As Romarias da Santa

14 MAI 2023 • Por ARMANDO ARRUDA LACERDA • 10h10

Naquele início dos anos 70, a sequidão era uma constante no Pantanal, cada garoa era recebida como um presente dos céus.

Minha mãe Eudóxia, apegou-se com uma Imagem de Nossa Senhora de Fátima que originalmente era da Igreja Matriz onde iniciava todos os seus dias, participando da Santa Missa.

A imagem começou a viajar para o Pantanal com minha mãe, era uma preciosa carga que quase todos os pilotos civis de Corumbá, puderam carregar em seus aparelhos.

Certa feita, a imagem ficou um tempo na Fazenda São Luiz onde minha mãe preparou em catequese uma turma para Primeira Comunhão, e todos os dias, após o jantar, catecismo e depois rezava-se o terço.

Numa época de seca e ausência de chuvas ela fez uma peregrinação em romaria com a imagem, percorrendo muitas fazendas da Nhecolândia, com Tio Laurindo de Barros e Tia Nilce de condutores em sua caminhonete Willis.

Descansados os romeiros, reiniciaram percorrendo quase a totalidade das fazendas do Paiaguás…

O protocolo era a chegada da Santa, como era tratada a imagem de Nossa Senhora de Fátima, rezava-se o terço, e, se havia cemitério na fazenda, munidos de latas de água, entre cânticos e rezas, molhavam-se as cruzes das sepulturas.

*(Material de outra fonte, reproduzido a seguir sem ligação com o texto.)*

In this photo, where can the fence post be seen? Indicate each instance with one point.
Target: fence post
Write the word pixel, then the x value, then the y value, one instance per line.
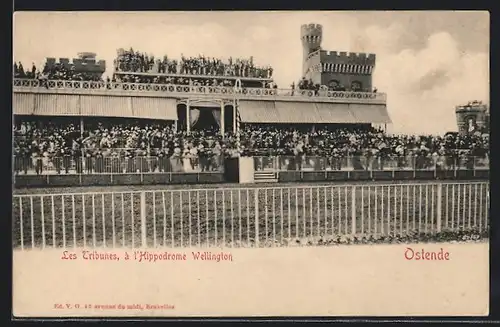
pixel 439 204
pixel 353 210
pixel 143 219
pixel 256 203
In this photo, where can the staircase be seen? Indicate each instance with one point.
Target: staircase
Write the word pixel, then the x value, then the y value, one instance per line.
pixel 265 177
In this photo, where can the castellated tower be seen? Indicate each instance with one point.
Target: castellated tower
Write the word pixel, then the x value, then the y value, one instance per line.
pixel 471 117
pixel 311 36
pixel 342 71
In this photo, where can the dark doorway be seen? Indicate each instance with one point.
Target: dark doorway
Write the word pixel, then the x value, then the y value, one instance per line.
pixel 206 122
pixel 181 114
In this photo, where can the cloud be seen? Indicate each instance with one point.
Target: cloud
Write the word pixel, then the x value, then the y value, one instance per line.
pixel 424 86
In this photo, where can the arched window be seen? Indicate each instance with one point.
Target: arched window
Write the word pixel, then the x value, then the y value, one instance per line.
pixel 356 86
pixel 333 84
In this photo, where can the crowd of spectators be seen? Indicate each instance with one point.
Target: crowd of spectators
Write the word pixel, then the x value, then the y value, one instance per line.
pixel 135 61
pixel 54 72
pixel 39 147
pixel 366 143
pixel 184 81
pixel 205 149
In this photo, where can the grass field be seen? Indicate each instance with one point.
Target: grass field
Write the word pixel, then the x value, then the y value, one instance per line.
pixel 228 215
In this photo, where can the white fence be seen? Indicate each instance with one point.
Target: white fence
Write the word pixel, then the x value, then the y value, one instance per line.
pixel 235 217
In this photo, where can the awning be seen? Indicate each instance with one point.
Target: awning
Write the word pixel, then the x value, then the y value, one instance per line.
pixel 370 113
pixel 258 112
pixel 335 113
pixel 154 108
pixel 297 112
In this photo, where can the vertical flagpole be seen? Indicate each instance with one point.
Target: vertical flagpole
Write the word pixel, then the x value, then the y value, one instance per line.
pixel 237 120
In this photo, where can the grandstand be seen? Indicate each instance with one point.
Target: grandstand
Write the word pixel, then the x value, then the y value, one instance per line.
pixel 205 120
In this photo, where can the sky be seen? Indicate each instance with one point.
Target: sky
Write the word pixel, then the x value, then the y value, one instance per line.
pixel 427 62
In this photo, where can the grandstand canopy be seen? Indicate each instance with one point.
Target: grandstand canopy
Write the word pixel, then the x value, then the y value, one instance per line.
pixel 313 113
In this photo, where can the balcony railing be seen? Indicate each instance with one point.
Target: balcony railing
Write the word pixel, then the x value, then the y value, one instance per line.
pixel 195 164
pixel 348 96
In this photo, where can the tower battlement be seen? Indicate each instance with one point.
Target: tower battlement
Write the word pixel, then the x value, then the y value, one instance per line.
pixel 311 36
pixel 86 62
pixel 350 58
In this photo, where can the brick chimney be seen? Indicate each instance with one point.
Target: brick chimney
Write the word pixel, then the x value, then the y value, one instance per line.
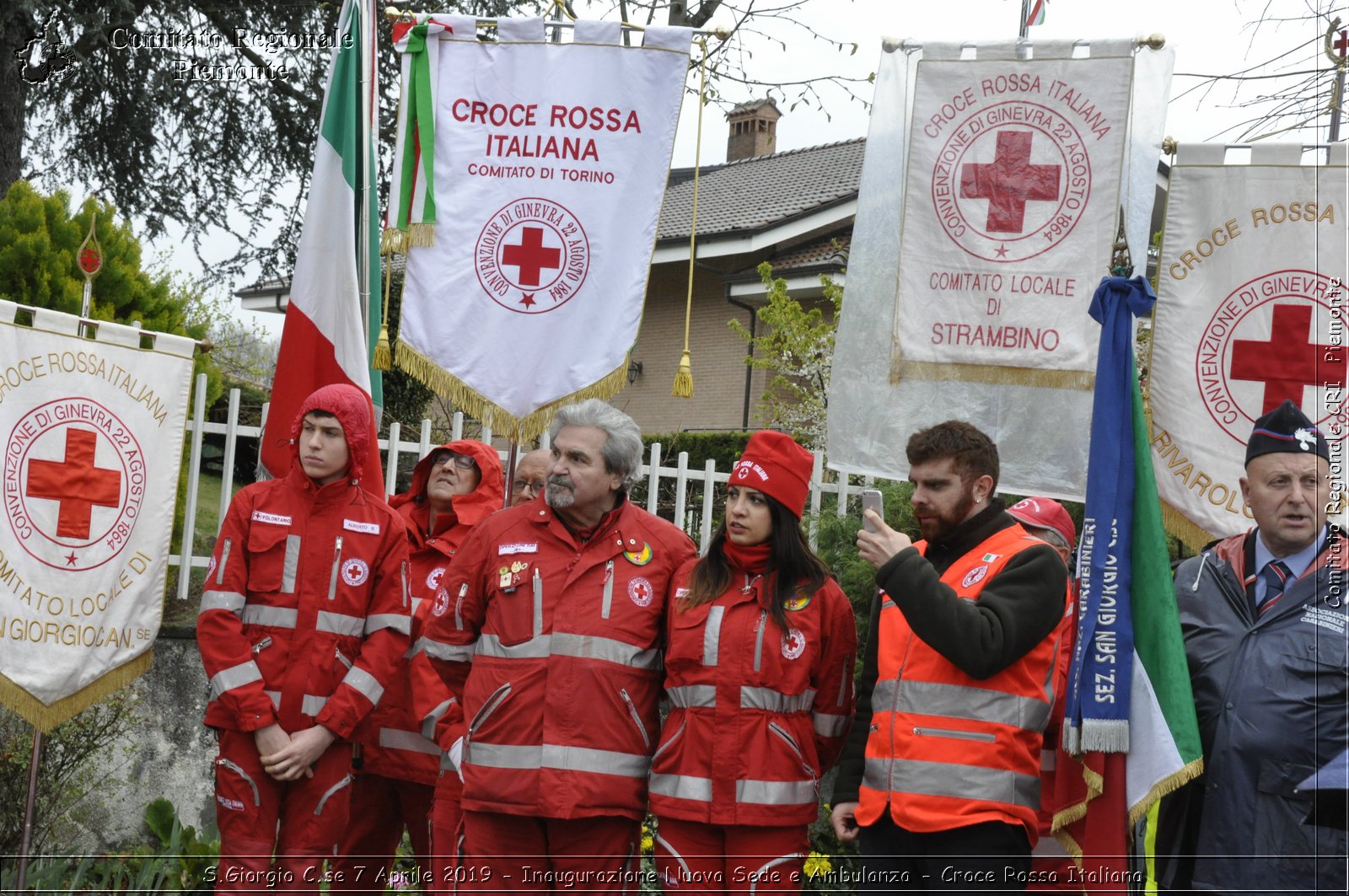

E seguia a romaria para a próxima fazenda, há um fenômeno comunicacional no Pantanal, conhecido como Rádio Peão, não se sabe como, espalha-se a notícia, e quando se chegava numa fazenda, haviam verdadeiras disputas de qual seria a próxima, a oferecer refeições aos romeiros ou dar pouso à Santa em peregrinação.

Em certas regiões, várias caminhonetes e tratores engrossavam a Romaria, todos ansiosos pelo milagre do Pantanal voltar a ter fartura de águas vindas do céu.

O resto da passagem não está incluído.